No, identical twins don't make the case, either, as twins start to diverge biologically from the moment the fertilize egg splits in the womb. Even biological twins aren't truly "identical," and there are indeed cases of a non-smoking twin developing cancer while his tobacco-smoking sibling never develops cancer.

The fact is, if you are genetically disposed to developing cancer, it's going to happen regardless of your healthy or unhealthy lifestyle.

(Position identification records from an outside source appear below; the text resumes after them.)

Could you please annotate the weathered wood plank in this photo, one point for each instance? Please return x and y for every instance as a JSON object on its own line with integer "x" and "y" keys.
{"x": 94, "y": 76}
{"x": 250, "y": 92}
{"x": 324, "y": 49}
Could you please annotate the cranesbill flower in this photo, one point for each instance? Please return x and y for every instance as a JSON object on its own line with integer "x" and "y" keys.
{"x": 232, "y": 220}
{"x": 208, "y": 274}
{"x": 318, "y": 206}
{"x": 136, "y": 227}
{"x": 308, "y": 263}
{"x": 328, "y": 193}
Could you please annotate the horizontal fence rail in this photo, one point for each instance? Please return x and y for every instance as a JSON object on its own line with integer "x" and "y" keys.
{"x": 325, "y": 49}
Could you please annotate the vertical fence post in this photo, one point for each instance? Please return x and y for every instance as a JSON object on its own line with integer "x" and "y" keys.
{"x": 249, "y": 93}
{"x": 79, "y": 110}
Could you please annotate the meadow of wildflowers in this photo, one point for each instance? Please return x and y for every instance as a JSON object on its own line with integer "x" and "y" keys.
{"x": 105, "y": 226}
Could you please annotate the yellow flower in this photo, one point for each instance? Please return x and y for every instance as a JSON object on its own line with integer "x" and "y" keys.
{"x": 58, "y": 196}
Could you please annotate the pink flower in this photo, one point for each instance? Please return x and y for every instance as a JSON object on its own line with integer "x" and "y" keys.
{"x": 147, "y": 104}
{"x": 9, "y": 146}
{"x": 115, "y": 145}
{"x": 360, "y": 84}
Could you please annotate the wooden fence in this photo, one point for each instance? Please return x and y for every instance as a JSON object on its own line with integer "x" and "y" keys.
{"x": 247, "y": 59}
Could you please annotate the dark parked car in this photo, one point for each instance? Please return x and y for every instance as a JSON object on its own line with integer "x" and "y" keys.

Every day, all around the world, perfectly healthy people who have never smoked, never abused their lungs in any way, are diagnosed with lung cancer. Thousands of never-smokers die of lung cancer in the USA every year — the figure is about 15 in every 100,000. Modern medicine calls this "rare," which is very reassuring... Unless you happen to be one of them.

My contention is this: That we see high cancer rates not because of the wild-ass carcinogens to which we're exposed daily, but because we're heavily overpopulated — thanks to modern medicine — such that the great bulk of the human population is genetically unsound.

In other words, we don't allow the weak to die off naturally, as Nature intended, so we're inundated with genetic weaklings.

Instead, we combat their symptoms with our medicines and therapies, thus prolonging their lives, but we haven't strengthened their genetic integrity. They survive to maturity and reproduce, thus thinning our genetic blueprint by one more generation, and then another.

This is why we see greater and greater numbers of cancer patients at younger and younger ages — not because of tar and nicotine or benzine in the water or any of that other fear-mongering nonsense...it's because the majority of the human population shouldn't even be here with such fragile genetic integrity.